The technical root cause of this vulnerability stems from inadequate input validation and memory management within the read_chunk function. When processing a specially crafted FLIF file, the function fails to properly validate the boundaries and integrity of the chunk data structures, allowing attackers to manipulate the decoder's memory access patterns. This flaw enables attackers to trigger invalid memory reads that cause the application to access memory locations that are either unmapped or protected, leading to segmentation faults and subsequent application termination. The vulnerability demonstrates characteristics consistent with CWE-125: Out-of-bounds Read, where the application reads memory beyond the intended buffer boundaries, and CWE-476: NULL Pointer Dereference, when the decoder attempts to access memory through invalid pointers. The attack vector operates through the standard file processing workflow, making it particularly dangerous as it can be triggered simply by opening or processing a malicious FLIF file.
The operational impact of this vulnerability extends beyond simple service disruption, as it can be leveraged in various attack scenarios that compromise system availability and stability. In web applications or content management systems that accept FLIF uploads, attackers can upload malicious files that will cause the image processing pipeline to crash whenever the files are accessed or converted. This creates a persistent denial of service condition that can be exploited to disrupt legitimate service operations, particularly in environments where automated image processing is performed. The vulnerability also poses risks in networked environments where FLIF files are processed through automated systems, as it can be used to cause cascading failures when multiple processes are simultaneously affected. From an attacker perspective, this vulnerability aligns with ATT&CK technique T1499.004: Endpoint Denial of Service, which specifically targets the exhaustion of system resources or the corruption of application state through manipulation of input data.
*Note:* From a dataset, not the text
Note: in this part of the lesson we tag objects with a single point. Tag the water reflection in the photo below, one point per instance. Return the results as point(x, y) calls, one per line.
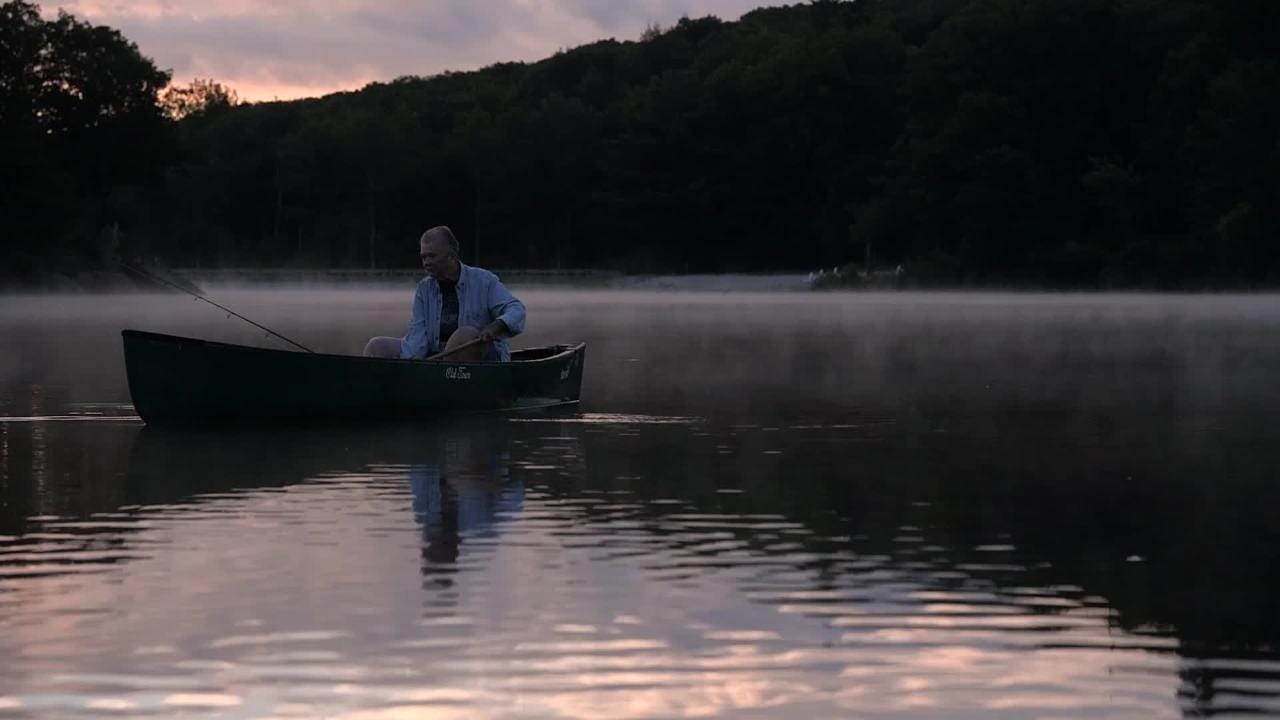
point(640, 566)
Mitigation strategies for CVE-2017-14232 should focus on immediate patching of affected systems, as the vulnerability is fully remediable through code updates that implement proper input validation and memory boundary checking. System administrators should ensure that all FLIF processing components are updated to versions that contain the necessary security fixes, which typically involve implementing bounds checking mechanisms and proper error handling for chunk data processing. Additionally, defensive measures should include input sanitization and validation at multiple layers, particularly when processing user-supplied FLIF files. Organizations should consider implementing sandboxing techniques for image processing operations to limit the potential impact of any remaining vulnerabilities. Network-based mitigations can include content filtering systems that identify and block suspicious FLIF file patterns, while application-level protections should enforce strict memory access controls and implement robust error handling that prevents invalid memory operations from causing application crashes. The vulnerability also underscores the importance of comprehensive input validation and the need for thorough security testing of image processing libraries to prevent similar issues in other multimedia formats.